For the time being SAREP will continue to be located at UC Davis.
Swezey takes the reins from Robert J. Reginato, who served as SAREP's interim director since July 1998.
William Liebhardt, the program's first director left SAREP in June 1998 to return to extension work in the UC Davis Department of Agronomy and Range Science.
UCSF partners
with local high school
With a ceremonial signing Thursday the future of health care and medical education in the Central San Joaquin Valley took a step into the new millennium, establishing the Health Professions Preparatory Academy at Fresno's newest high school, Sunnyside High School.

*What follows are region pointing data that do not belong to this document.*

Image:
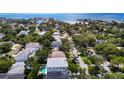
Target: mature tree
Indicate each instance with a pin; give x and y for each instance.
(116, 62)
(6, 63)
(85, 40)
(107, 49)
(96, 59)
(73, 67)
(5, 47)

"The Academy is a true community partnership. It represents the joining locally of the finest educational and medical interests available anywhere," said Dr. Katherine Flores, director of the UCSF-Fresno Latino Center for Medical Education and Research.
A partnership has been created by Flores, that includes UC San Francisco; the UCSF-Fresno Medical Education Program; Fresno Unified School District; Fresno County Office of Education; the Partnership for Health Professions Education; and California State University, Fresno (CSUF).
Compiled from Daily Bruin wire reports.